Factors contributing to the nutritional imbalance are complex. A previous study has demonstrated that Chinese elderly have poor nutritional knowledge and they held strong traditional Chinese or food-texture-related dietary restriction attitudes [18]. This study also showed elderly of younger age and higher educational level had better nutrition knowledge. Therefore, health and nutrition liturgy is very important in strategies for promoting health in the elderly. We did not ask the source of food. However, in Chinese culture, elderly people usually cook and eat at home. Therefore, a health promotion programme targeted at healthy home or healthy recipe can help solving this problem in elderly.

Our study has its own limitations. The use of food frequency questionnaires has the merit of alleviating the memory burden amongst the elderly and can be used to assess long-term diet and is less influenced by daily variation. The tool has also been validated and used in nutrition studies in Chinese populations. However, it cannot cover all the individualized items of food and therefore does not capture some extreme diet range. Our study recruitment was not done by random sampling although we tried stratifying our subjects to cover a wider range of age and their BMIs are no different from the mean values of Hong Kong elderly. Our subjects are all ambulatory and therefore they cannot represent the elderly who live in institutions. Moreover, recruitment by self-referral usually will attract more health conscious and healthier subjects.

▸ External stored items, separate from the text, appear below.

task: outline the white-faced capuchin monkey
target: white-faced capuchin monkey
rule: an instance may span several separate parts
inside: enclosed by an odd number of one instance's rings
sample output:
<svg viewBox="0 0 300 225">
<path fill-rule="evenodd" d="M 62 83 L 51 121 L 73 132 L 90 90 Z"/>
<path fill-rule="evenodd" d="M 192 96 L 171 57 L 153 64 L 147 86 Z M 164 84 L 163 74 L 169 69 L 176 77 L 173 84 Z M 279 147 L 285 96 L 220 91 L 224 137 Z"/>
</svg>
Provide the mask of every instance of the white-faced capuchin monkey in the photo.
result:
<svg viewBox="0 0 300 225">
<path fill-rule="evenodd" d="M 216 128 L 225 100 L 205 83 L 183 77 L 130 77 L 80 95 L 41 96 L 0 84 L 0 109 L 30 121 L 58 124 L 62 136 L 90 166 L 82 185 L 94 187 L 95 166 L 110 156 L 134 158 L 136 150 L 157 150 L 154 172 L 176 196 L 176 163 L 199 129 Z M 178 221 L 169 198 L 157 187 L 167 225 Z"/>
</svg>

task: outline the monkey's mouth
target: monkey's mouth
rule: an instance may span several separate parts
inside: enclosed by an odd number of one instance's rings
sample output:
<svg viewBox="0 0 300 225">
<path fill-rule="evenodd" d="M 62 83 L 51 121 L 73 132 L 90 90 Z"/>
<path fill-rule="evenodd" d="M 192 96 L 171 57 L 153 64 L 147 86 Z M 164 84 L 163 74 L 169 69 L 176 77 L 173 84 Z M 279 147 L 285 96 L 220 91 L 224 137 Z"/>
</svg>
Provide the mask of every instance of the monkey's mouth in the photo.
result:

Our study has shown that there are nutritional dietary imbalances including under- and overconsumption of a wide range of nutrients in Hong Kong elderly. Diets have become westernized and rates of noncommunicable diseases increased. Our study has identified the health need of malnutrition problem in the elderly, and it also revealed that this problem existed across different socioeconomic classes. Education has played much influence on this health problem and therefore health promotion strategy should be adjusted according to the different educational levels. Health services should be targeted at promoting better diets and tackling barriers to healthier diet decisions.

Conflict of Interests

The authors declare that they have no conflict of interests.